Mini Git was born out of curiosity. Like most developers, I used Git daily—commit, push, clone—without really knowing what those commands did under the hood. I wanted to change that. I set out to peel back the layers, to understand how Git organizes data, stores history, and transfers objects. This project isn’t about reinventing Git; it’s about learning by building.

Each part of Mini Git was a new challenge that deepened my understanding. From initializing a repository to cloning one over HTTP, I explored Git’s internals step by step. The process was humbling, frustrating, and extremely rewarding. Along the way, I faced everything from object formats to delta compression and binary protocols.

The Motivation

Git is often a black box. We run commands and trust that it works. But what actually happens when we run git commitor git clone? I wanted to find out by reimplementing Git’s core features. This meant dealing with binary file formats, zlib compression, and the Smart HTTP protocol.

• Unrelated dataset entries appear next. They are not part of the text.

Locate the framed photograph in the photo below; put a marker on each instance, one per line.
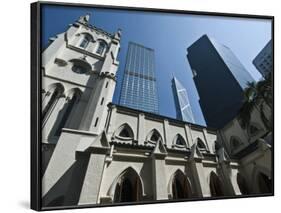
(140, 105)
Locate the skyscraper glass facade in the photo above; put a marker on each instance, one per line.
(139, 89)
(182, 104)
(220, 79)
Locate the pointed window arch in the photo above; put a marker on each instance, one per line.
(153, 136)
(80, 66)
(242, 184)
(201, 144)
(55, 93)
(86, 39)
(235, 143)
(253, 129)
(216, 187)
(128, 187)
(179, 141)
(102, 46)
(181, 187)
(124, 132)
(71, 101)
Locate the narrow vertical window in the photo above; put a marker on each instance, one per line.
(101, 103)
(69, 106)
(84, 43)
(101, 48)
(51, 103)
(96, 123)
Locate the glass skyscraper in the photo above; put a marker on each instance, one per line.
(220, 79)
(182, 104)
(139, 89)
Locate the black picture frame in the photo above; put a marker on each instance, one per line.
(36, 50)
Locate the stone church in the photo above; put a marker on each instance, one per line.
(96, 152)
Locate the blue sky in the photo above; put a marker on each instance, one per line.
(169, 35)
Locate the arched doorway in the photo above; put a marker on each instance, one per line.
(181, 187)
(216, 187)
(128, 187)
(264, 183)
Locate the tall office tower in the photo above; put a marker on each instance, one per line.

My goal wasn’t to create a production-ready tool, but to get a hands-on understanding of Git’s internals—its object model, file formats, and protocols. This was about learning by doing, and challenging myself to go beyond surface-level usage.

How It Came Together

The project is structured around core Git features. Each challenge builds on the last:

Challenge 01: Initializing a Repository

I started with git init, setting up .git/ with its core directories and files—objects/, refs/, HEAD, index. It gave me a basic understanding of Git’s internal structure.

Challenge 02: Reading Blob Objects

Next, I tackled git cat-file. I parsed zlib-compressed blobs stored under .git/objects/, discovering how Git uses SHA-1 hashes to identify content.

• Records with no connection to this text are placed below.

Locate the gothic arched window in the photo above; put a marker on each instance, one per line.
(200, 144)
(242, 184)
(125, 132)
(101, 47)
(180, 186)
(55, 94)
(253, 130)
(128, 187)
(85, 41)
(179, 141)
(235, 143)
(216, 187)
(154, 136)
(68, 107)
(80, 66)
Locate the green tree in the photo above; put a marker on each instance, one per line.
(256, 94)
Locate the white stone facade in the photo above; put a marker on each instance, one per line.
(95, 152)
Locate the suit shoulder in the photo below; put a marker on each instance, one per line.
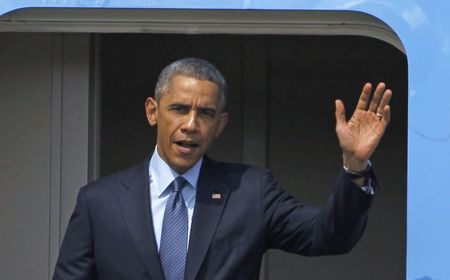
(240, 168)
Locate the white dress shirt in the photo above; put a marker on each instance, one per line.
(161, 175)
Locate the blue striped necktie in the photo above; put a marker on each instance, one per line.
(173, 248)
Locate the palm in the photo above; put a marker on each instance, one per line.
(359, 136)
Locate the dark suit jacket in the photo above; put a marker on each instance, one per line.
(110, 234)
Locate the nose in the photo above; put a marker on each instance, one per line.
(191, 123)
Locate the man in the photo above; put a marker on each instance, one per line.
(181, 215)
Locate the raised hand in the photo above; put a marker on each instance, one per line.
(359, 136)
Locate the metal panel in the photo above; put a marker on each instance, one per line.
(25, 123)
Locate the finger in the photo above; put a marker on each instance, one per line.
(386, 116)
(384, 101)
(377, 97)
(364, 98)
(340, 113)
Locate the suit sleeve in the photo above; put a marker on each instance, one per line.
(76, 257)
(298, 227)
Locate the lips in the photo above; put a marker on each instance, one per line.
(186, 145)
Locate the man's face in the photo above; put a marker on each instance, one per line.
(188, 118)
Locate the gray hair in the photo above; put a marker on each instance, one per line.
(194, 68)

Challenge 03: Creating Blob Objects

With git hash-object, I created my own blobs by hashing content and storing them in the correct path. This taught me about Git’s content-addressable storage model.

Challenge 04: Reading Tree Objects

Tree objects model directories. I learned to parse their binary structure: <mode> <name>\0<sha>. This showed me how Git stores directory snapshots efficiently.

Challenge 05: Writing Tree Objects

Using git write-tree, I built trees from the index. This required bottom-up tree construction, grouping by directories and avoiding redundant trees - I used DFS algorithm for this part.

Challenge 06: Creating Commits

A commit object links a tree snapshot to metadata and parent commits. Building one by hand taught me how Git tracks history with immutable snapshots.

Challenge 07: Cloning a Repository

The toughest challenge was git clone. I reverse-engineered Git’s Smart HTTP protocol, parsed server responses, and processed .pack files. The pack file format was the toughest part—Git crams so much data into such a tight structure. I had to deal with variable-length integers, Big-Endian encoding, and delta compression (like REF_DELTA), all while parsing a binary stream byte by byte. Decompressing objects and reconstructing the working directory felt like assembling a puzzle with no picture to guide me. But when it worked, it was a rush— I’d cloned a repository from scratch!

What I Learned

Mini Git gave me a deep appreciation for Git’s internals. I now understand:

How Git stores everything using content-addressed, immutable objects
How trees and commits form a history graph
How .pack files and delta compression optimize storage
How Smart HTTP enables efficient network transfer

Git isn’t magic—it’s a clever combination of simple parts. By rebuilding it from scratch, I learned how those parts fit together.

Why It Matters

If you've ever wondered what happens when you type git clone, this is a deep dive into that process. It’s not about replacing Git but about appreciating the engineering behind it. I hope Mini Git inspires other devs to dig deeper and explore the tools they use every day.